As explained above, according to the electromagnetic flowmeter according to the present invention, the inner wall surface of the annular flange plate constituting the measuring tube and the outer wall surface of the metal conduit are formed such that they rise with a gentle slope from the outer wall surface of the metal conduit. In addition to welding by overlaying,
A groove portion is formed on the outer wall surface of the metal conduit on the side opposite to the flange plate from the rising portion, the groove portion having a continuous tapered surface with substantially the same slope as the build-up of the welded portion and folded back with a smooth curved surface. Therefore, despite the simple configuration, the presence of a groove formed on the outer wall of the metal conduit on the inner side of the axial direction of the conduit than the rising part of the welded part with the flange plate avoids stress concentration due to external forces and maintains appropriate stress. Dispersion is possible, which not only improves the durability of the measuring tube and the reliability of measurement accuracy, but also allows the measuring tube to be made smaller and lighter, resulting in cost reduction and various excellent effects such as barreling. be.

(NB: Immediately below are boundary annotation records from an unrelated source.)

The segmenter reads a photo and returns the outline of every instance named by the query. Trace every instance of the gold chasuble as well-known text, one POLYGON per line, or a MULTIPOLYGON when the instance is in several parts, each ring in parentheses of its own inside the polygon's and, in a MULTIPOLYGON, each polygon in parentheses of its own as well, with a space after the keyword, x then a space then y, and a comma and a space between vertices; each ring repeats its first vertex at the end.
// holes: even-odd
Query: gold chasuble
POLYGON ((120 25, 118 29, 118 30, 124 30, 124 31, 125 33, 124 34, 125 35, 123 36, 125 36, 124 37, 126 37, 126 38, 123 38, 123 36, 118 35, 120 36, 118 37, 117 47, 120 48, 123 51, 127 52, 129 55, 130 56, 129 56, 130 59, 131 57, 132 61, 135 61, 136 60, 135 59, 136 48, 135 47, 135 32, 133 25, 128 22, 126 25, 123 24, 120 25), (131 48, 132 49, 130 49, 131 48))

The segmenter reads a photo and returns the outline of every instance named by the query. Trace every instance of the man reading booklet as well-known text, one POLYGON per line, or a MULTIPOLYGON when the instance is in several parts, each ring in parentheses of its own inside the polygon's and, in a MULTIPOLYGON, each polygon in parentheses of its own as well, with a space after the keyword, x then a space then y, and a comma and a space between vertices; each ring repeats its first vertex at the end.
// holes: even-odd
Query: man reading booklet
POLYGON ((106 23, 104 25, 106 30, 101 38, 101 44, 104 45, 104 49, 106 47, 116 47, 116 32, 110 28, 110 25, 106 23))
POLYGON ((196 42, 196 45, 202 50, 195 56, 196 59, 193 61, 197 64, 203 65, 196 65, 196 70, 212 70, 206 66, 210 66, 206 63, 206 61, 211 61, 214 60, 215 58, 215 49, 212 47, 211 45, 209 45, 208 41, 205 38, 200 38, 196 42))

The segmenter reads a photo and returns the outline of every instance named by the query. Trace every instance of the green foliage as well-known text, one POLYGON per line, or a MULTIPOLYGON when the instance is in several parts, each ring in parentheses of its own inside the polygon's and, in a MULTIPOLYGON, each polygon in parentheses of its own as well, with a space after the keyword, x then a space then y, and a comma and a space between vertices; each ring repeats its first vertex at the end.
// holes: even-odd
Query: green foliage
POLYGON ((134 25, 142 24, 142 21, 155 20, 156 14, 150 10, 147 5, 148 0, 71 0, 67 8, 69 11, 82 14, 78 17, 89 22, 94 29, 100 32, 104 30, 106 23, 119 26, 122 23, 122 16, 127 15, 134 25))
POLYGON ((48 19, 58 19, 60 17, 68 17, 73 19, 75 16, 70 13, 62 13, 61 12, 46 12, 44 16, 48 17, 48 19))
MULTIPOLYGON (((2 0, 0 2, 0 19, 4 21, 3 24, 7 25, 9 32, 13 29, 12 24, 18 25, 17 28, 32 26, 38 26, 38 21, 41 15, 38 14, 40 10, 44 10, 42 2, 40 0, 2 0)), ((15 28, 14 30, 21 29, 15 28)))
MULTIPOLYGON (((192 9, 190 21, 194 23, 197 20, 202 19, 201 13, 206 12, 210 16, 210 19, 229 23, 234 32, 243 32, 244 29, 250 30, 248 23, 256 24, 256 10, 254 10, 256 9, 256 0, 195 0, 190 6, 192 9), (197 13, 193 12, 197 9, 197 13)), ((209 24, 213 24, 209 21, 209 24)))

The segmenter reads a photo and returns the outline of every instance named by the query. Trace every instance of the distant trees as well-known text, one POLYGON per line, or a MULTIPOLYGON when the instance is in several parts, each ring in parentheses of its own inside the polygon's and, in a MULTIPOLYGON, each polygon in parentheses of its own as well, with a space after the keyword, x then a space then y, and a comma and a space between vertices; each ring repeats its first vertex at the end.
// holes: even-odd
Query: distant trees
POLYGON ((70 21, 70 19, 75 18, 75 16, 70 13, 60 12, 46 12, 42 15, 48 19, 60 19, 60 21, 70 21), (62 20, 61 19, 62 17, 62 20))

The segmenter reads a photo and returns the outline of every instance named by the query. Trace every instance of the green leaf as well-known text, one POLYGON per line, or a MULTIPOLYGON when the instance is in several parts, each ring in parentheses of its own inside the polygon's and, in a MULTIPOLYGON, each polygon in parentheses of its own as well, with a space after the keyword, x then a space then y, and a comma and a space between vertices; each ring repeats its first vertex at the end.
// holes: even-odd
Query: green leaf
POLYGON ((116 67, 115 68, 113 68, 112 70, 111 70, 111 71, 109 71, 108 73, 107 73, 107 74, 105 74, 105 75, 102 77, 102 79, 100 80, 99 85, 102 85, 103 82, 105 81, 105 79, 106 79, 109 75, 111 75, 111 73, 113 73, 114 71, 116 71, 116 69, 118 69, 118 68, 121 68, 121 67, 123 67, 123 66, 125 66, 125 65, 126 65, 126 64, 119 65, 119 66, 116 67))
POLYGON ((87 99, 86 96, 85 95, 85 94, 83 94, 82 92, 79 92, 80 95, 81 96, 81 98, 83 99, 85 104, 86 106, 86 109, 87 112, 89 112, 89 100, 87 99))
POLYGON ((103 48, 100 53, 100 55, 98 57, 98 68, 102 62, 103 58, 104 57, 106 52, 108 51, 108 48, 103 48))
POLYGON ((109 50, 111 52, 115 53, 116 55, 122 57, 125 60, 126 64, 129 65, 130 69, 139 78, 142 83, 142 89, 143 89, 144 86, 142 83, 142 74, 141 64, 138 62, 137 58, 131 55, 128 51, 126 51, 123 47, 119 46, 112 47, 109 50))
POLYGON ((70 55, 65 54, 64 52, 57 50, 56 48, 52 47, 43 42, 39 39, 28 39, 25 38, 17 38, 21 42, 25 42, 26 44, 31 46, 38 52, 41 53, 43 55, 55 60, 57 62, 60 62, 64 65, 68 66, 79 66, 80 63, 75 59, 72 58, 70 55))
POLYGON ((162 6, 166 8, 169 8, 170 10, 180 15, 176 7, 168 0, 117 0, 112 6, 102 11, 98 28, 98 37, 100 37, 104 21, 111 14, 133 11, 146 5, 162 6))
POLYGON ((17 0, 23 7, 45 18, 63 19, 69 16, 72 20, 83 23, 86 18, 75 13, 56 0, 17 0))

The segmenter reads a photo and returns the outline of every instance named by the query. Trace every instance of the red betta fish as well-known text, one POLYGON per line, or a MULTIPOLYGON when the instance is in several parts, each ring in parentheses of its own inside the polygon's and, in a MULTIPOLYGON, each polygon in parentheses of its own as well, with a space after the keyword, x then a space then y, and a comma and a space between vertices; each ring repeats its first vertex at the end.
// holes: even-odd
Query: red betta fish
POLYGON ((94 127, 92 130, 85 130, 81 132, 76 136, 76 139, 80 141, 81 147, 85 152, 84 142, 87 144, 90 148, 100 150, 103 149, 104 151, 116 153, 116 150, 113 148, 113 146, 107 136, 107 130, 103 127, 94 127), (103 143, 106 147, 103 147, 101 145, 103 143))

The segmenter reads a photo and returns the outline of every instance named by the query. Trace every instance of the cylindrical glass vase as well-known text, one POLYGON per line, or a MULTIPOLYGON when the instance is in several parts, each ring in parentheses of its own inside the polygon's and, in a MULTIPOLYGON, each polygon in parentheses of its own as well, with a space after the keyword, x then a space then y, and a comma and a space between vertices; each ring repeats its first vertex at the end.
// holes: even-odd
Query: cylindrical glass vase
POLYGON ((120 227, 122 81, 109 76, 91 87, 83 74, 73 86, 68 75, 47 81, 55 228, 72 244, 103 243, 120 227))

[Brief explanation of drawings]

Fig. 1 is an enlarged sectional view of the main part of a measuring tube showing one embodiment of the electromagnetic flowmeter according to the present invention, Fig. 2 is an explanatory diagram of its operation, and Fig. 3 is a sectional view of the main part showing the schematic configuration of the electromagnetic flowmeter. Figure 4 (a
) and (b) are a side sectional view and a stress characteristic diagram in the axial direction for explaining the problems with the conventional example, and FIG. 5 is a diagram showing the displacement state of the measuring tube analyzed by the finite element method. 111@-・Measuring tube, 2・Fist・annular flange plate, 3
...Metal conduit, 6.Dispute/case. 8.9...Welded part, 10-...Fluid piping, 10a
Fist, fist, flange, 11φ fist, through bolt, 20.
...Groove portion, 20a...Φ tapered surface, 20b---
Curved surface, rising part of P-/kistφ welding part.

Claims (1)

[Claims] In an electromagnetic flowmeter equipped with a measurement tube in which an annular flange plate is fitted onto the outer periphery of each opening end of a metal conduit and then welded and fixed, the inner wall surface of the annular flange plate and the outer wall surface of the metal conduit is welded with a build-up that rises with a gentle slope from the outer wall surface of the metal conduit, and from the rising part on the outer wall surface of the metal conduit opposite to the flange plate, there is approximately the same build-up of the welded part. An electromagnetic flowmeter characterized in that a groove portion is formed that has a continuous tapered surface with the same slope and is folded back with a smooth curved surface.